Sails very well in all conditions with slab reef main and cutter rig. Many sail options to choose from. Points very well(35° apparent) and will out-sail any IP of comparable size. Sails well in heavy air. She will generally reach hull speed pointing in 12-14 kts. Light air performance is pretty good too.
Displacement about 23,000. 5.5' draft with a cut-away keel and a skeg hung rudder.
Many off-shore safety features like a rudder stuffing box dam, reinforced impact zones forward and the holding tank under the anchor locker acts as a collision bulkhead that can be holed without allowing water into the boat. All fuel and water tankage is built into the hull in 4 separate tanks that also act as below WL collision bulkheads that can be holed.
Light and airy below with 7 opening hatches and 12 opening portlights. 6'5" headroom. Small cockpit and nice swim platform with pull down ladder.
Downsides: Small nav station, no bridgedeck(must use hatch-boards off-shore)
My wife and I have lived aboard in Maine with our dog for nearly 3 years now.
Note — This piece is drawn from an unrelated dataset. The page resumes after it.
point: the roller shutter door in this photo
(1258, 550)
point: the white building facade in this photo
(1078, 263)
We spend every weekend we can out sailing from May 1st to December 1st. We are both tall(me 6' and my wife 5'10") and out dog is medium sized(60lbs). Plenty of room for us to be very comfortable.
think all cruisers will answer their own boat or be actively looking for the "last boat". I just took delievery of my Outbound and write this as I'm flushing out the fresh water tanks. She is a total joy. Haven't slept on land since delievery. Features
wondeful sailor- averaged 8.3 and saw 11 9kt on trip up from Virginia. With solent, carbon pole, well thought out preventor system easy to stand solo watches. Went from single to double reef multiple times. With dutchman, single line reefing(low friction spec'd) reefing by yourself easy and not scary as you can do it from cockpit. Al winches powered. Interior a delight. Every thing your hand touches is solid teak. Been on 10 y.o. Outbounds and they look boat show new. 5 berths behind the mast and two in front. Although all berths have bungle boards or lee clothes found no need for them as off watch could always find a good place to sleep without them ( ran in 4-8'ers). More comfortable than my house. 200g water and 200g fuel placed under sole amidship. 800a house bank.Tanks fiberglass -epoxy coated inside and glassed to hull or integral to hull. 2 water, 4 fuel. No maintaince. No worries of corrossion like with metal tanks or cracking as with plastic. No keel bolts. Collision bulk 7' aft of bow. bow thusher tunnel forward of this bulkhead. We took nice hot showers during passage. Two heads. One for stateroom forward manual. One aft- electircal. Seperate large shower room with seperate drain. Two compressors one for frig on for freezer. AC and frig/freezer water cooled. Heat central hydronic webasto. Every detail perfect. every system reliable and low maintance. Throu hulls arranged with manifolds so less of them.I could go on for hours. Sorry it's just like I felt with my first true love except I know this one will last the rest of my life.